U.S. Federal Reserve Chairman Jerome Powell said on Wednesday that a recent, much-debated move by the Securities and Exchange Commission (SEC) has thrown a potential wrench into common practice for how the U.S. central bank and banking regulators view digital assets held by lenders. Powell's remarks came in testimony on monetary policy before the Senate Banking Committee.
In an accounting directive – the innocuous-sounding Staff Accounting Bulletin No. 121 – to public companies, the SEC had advised firms holding customers’ digital assets that they’d need to consider those assets as belonging to the companies’ own balance sheets. This move spurred Coinbase (COIN) to declare in a public filing that customers’ assets may be caught up with the company’s in a hypothetical bankruptcy.
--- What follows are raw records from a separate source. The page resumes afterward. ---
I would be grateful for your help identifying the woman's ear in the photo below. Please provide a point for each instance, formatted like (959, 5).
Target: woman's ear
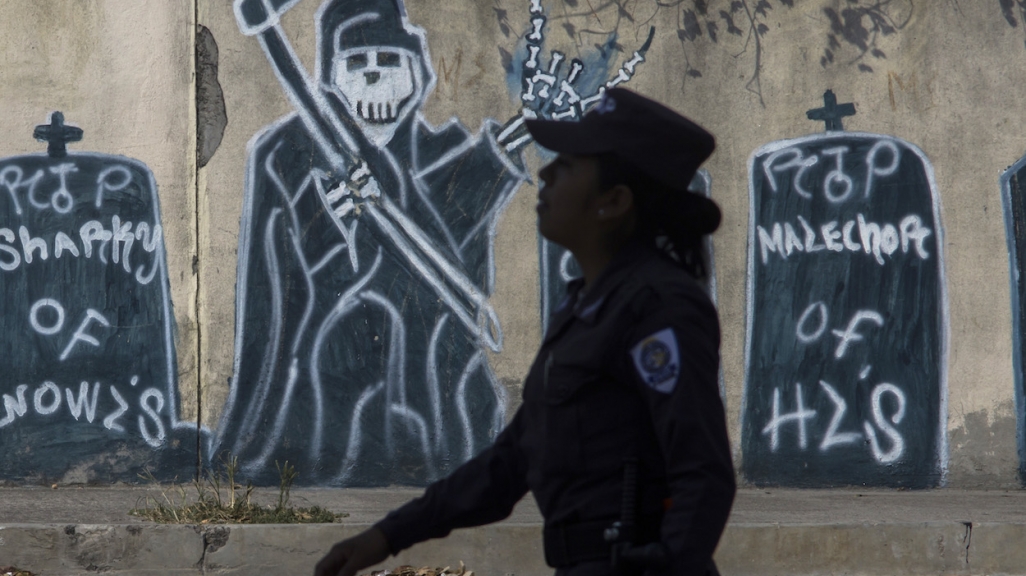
(615, 202)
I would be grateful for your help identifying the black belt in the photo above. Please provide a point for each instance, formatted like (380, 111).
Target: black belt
(567, 544)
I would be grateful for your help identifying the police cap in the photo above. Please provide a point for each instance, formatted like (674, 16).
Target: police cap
(656, 140)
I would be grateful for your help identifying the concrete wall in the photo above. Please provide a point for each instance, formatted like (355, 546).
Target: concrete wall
(290, 342)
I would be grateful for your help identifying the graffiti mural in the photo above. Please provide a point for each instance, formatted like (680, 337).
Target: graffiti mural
(1013, 184)
(89, 391)
(846, 337)
(365, 256)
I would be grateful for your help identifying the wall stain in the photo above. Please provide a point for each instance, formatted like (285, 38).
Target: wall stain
(211, 116)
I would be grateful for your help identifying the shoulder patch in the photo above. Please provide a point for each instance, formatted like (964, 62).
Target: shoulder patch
(658, 360)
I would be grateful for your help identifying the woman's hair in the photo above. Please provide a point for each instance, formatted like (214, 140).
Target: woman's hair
(661, 212)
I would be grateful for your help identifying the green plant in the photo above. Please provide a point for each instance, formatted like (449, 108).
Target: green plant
(221, 499)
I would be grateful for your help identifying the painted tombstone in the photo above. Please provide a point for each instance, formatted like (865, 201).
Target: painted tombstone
(1014, 199)
(846, 334)
(89, 388)
(558, 266)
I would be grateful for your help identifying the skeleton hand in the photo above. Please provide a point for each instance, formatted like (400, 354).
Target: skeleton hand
(549, 96)
(347, 196)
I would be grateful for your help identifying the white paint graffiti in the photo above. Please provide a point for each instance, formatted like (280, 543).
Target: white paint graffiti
(846, 176)
(365, 257)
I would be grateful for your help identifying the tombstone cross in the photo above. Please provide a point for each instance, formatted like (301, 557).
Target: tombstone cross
(57, 135)
(831, 113)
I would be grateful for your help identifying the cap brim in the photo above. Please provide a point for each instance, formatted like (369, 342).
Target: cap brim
(569, 138)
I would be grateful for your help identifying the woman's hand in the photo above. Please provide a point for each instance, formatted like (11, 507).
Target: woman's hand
(350, 555)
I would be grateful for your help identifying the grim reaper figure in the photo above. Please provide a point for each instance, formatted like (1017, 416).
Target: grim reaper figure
(365, 256)
(362, 315)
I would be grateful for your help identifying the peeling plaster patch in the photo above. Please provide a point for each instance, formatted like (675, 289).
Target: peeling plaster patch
(984, 451)
(211, 116)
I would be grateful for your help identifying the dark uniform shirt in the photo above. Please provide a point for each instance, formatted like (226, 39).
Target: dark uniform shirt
(627, 370)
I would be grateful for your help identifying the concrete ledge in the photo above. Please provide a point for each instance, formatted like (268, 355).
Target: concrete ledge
(771, 533)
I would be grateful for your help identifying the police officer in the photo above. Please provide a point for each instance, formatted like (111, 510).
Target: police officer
(621, 436)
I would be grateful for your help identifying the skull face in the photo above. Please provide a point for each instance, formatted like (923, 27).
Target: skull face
(377, 85)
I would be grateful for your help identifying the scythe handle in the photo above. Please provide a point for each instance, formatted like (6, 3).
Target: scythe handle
(257, 15)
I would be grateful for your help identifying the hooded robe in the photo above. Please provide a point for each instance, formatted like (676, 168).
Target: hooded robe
(350, 363)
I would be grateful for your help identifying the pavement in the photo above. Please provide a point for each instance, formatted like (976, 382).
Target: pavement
(87, 530)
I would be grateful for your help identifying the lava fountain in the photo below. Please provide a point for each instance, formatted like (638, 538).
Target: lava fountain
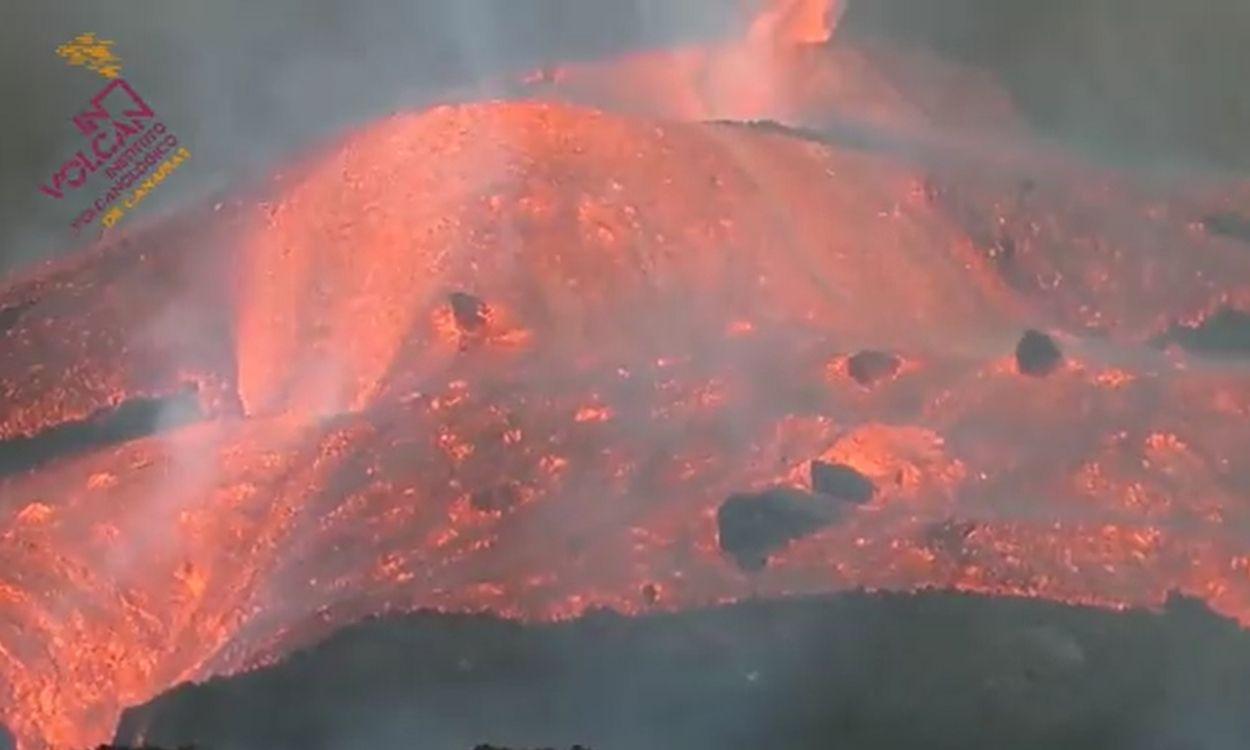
(516, 356)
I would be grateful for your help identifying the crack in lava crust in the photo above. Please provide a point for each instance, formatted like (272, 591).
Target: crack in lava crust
(515, 355)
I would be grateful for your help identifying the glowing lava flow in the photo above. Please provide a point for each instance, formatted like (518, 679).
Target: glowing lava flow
(514, 356)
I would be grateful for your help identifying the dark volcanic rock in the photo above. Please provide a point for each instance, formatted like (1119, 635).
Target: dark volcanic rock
(469, 311)
(933, 671)
(754, 525)
(1226, 333)
(869, 366)
(1228, 225)
(495, 499)
(1036, 354)
(841, 481)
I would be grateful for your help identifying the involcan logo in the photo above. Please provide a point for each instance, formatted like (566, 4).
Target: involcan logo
(121, 136)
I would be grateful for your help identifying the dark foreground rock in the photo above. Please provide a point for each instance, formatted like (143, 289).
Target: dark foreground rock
(930, 671)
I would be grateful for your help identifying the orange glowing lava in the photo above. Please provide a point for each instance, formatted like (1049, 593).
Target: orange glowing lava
(514, 355)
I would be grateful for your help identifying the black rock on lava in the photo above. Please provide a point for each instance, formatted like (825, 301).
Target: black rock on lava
(754, 525)
(841, 481)
(1036, 354)
(870, 366)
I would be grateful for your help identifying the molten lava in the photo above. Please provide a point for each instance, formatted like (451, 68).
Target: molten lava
(515, 356)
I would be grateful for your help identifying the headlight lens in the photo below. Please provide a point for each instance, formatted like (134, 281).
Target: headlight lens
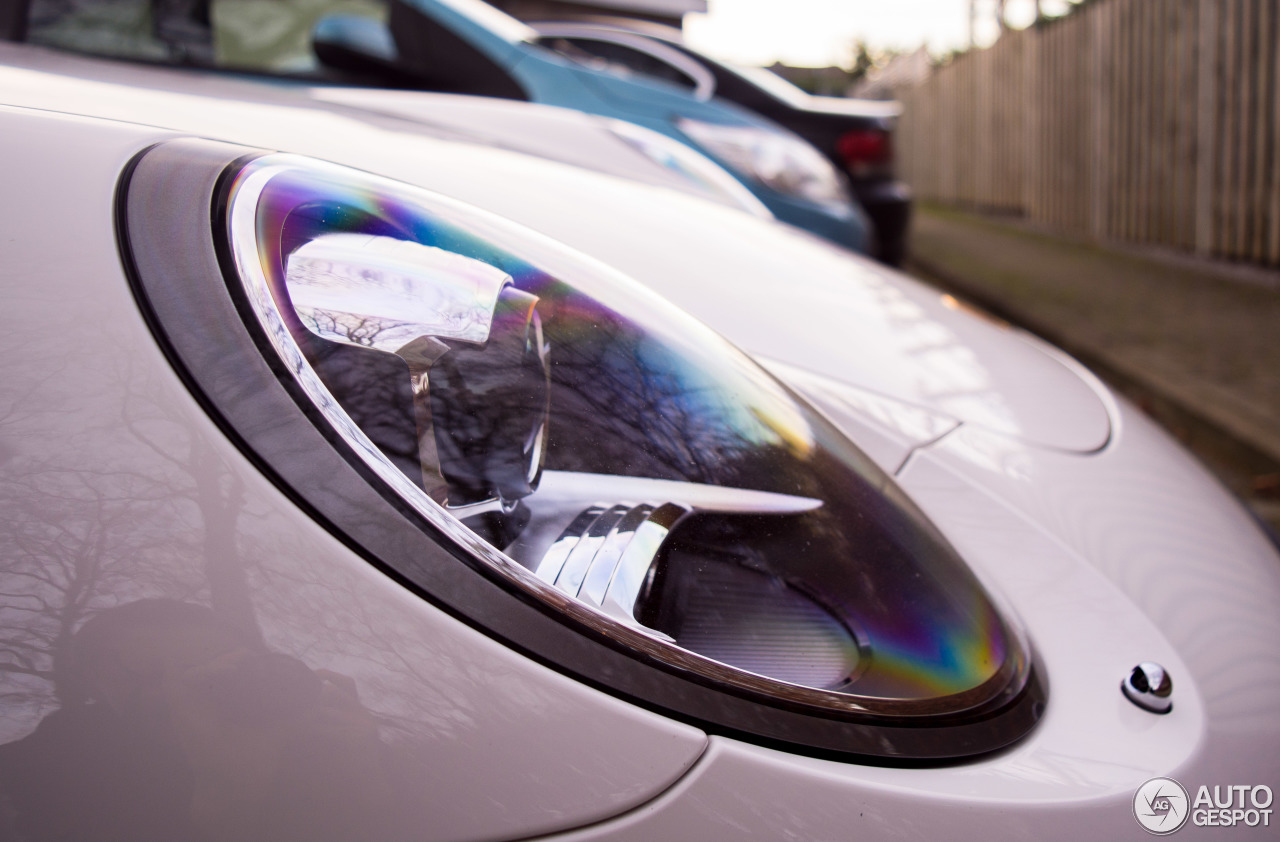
(603, 452)
(782, 161)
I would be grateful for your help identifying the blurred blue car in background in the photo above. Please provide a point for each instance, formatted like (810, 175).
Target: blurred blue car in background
(467, 46)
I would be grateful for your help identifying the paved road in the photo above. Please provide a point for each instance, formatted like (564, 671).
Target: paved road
(1194, 343)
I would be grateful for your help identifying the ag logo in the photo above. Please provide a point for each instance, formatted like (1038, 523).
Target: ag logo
(1161, 805)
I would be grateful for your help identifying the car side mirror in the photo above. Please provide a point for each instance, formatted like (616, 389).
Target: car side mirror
(356, 45)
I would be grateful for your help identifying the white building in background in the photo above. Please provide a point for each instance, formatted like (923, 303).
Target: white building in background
(670, 12)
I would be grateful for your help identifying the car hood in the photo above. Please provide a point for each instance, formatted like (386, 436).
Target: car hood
(781, 294)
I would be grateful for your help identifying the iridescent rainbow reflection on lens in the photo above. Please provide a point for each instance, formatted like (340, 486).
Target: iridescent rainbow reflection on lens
(839, 584)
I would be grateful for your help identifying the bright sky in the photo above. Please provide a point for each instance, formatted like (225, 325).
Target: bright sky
(821, 32)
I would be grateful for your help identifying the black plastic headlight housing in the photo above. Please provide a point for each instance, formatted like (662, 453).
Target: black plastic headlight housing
(554, 454)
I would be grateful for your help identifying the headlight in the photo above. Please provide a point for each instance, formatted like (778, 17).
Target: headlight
(780, 160)
(595, 452)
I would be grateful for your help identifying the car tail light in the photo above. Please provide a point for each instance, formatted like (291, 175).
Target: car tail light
(865, 151)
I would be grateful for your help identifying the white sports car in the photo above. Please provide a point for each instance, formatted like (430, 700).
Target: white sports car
(365, 484)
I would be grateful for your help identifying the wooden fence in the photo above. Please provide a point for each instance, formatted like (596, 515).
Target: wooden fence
(1141, 120)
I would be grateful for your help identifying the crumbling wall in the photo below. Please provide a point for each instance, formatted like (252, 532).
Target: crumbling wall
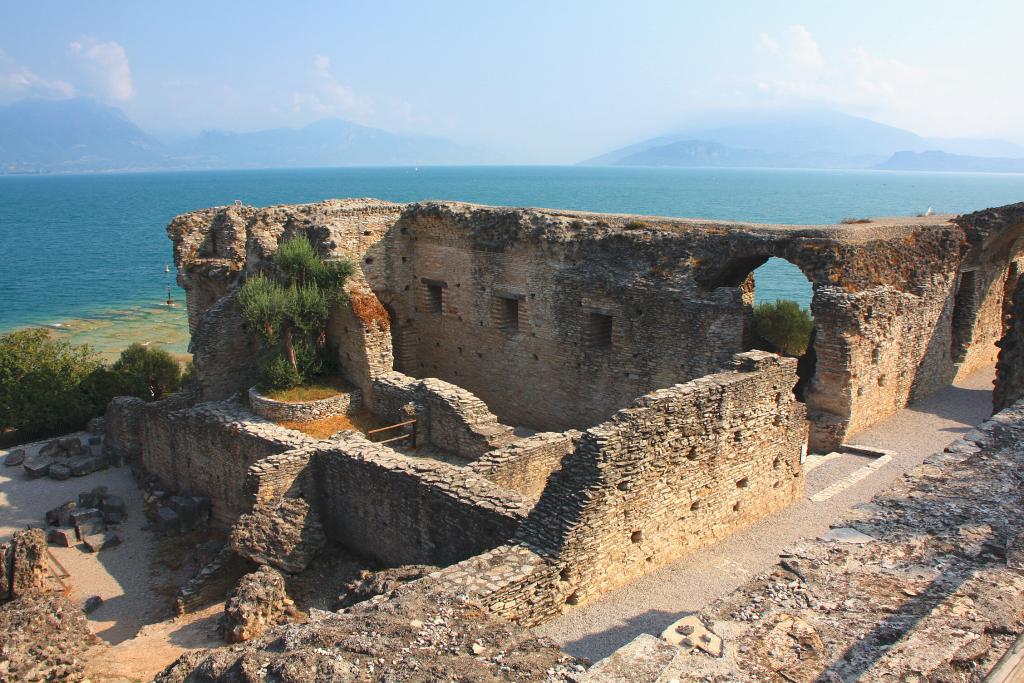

That admission caused some fear among customers, though the company argued it wasn’t a signal about the company’s health.
"Custody assets are off balance sheet, have always been,” Powell told the Senate Banking Committee. “The SEC made a different decision as it relates to digital assets for reasons it explained, and now we have to consider those.”
As it relates to the banks the Fed oversees in the U.S., Powell said the SEC’s interpretation is “certainly something we're focusing on very closely right now,” adding that his agency is working with other banking regulators to figure out how it might change the way they assess lenders that keep cryptocurrencies.
After the filing from Coinbase, the Biden administration began pushing behind the scenes to insist that future legislation require legal walls to protect customers’ digital assets. And another incident – the drama at Celsius Network, the crypto lending platform that halted customer withdrawals last week – threw a spotlight on the problem of shielding customers’ money.
Republican lawmakers in the U.S. have argued that the securities regulator overstepped with its staff bulletin, which they say amounts to new, back-door regulation.